Religion
- Affiliation: Islam
- Ecclesiastical or organizational status: Mosque
- Status: Active

Location
- Location: Kandahar, Kandahar Province
- Country: Afghanistan
- Interactive map of Mosque of the Hair of the Prophet
- Coordinates: 31°36′49″N 65°42′38″E﻿ / ﻿31.61365°N 65.71045°E

Architecture
- Type: Mosque
- Founder: Kohendil Khan
- Completed: 19th century CE

= Mosque of the Hair of the Prophet =

Mosque in Kandahar, Afghanistan

The Mosque of the Hair of the Prophet, also known as Jame Mui Mobarak, is a mosque located near the Kabul Bazaar, in the city of Kandahar, Afghanistan.

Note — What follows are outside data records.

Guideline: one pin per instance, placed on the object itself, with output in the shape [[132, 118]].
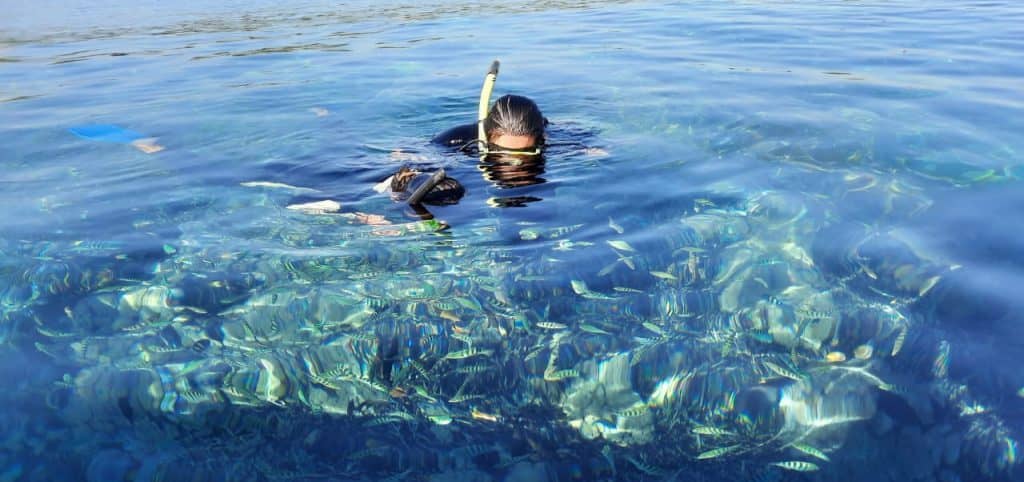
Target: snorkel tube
[[426, 186], [488, 85]]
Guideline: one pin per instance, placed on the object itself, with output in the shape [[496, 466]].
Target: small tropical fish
[[798, 466], [551, 325], [811, 451], [712, 431], [636, 410], [463, 338], [836, 357], [664, 275], [581, 289], [464, 398], [473, 369], [560, 375], [467, 353], [900, 339], [469, 303], [593, 330], [621, 246], [628, 261], [614, 226], [716, 452], [940, 367]]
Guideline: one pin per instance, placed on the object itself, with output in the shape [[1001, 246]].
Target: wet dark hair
[[515, 115]]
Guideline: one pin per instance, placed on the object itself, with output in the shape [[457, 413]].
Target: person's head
[[514, 123]]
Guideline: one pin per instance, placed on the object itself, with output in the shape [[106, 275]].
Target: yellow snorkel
[[488, 85]]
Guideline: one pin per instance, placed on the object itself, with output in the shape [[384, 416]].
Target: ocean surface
[[768, 241]]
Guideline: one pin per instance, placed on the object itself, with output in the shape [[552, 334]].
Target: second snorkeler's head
[[515, 124]]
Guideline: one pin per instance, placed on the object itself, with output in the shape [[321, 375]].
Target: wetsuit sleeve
[[457, 136]]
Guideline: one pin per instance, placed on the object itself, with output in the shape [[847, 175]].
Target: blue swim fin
[[107, 133]]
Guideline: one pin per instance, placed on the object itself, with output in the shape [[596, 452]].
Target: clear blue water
[[769, 233]]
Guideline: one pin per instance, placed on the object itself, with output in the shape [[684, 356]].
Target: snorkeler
[[514, 126], [509, 138]]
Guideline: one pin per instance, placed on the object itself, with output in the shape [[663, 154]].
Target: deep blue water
[[764, 234]]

The mosque was built in the 19th century by Kohendil Khan. A canal runs through the mosque's shaded courtyard. At one point, a traveler's rest house was located in the mosque's grounds.

The hair of Muhammad contained in the mosque was brought to Kandahar at the same time that the cloak of Muhammad was brought to the Mosque of the Cloak of the Prophet Mohammed. The hair is kept in a side chapel in a golden sheath in a casket piled over with holy blankets and banners.

Maulavi Khattib, the caretaker of the mosque, is one of the senior members of the Kandahar Ulema-u-Shura, or Cleric's Council.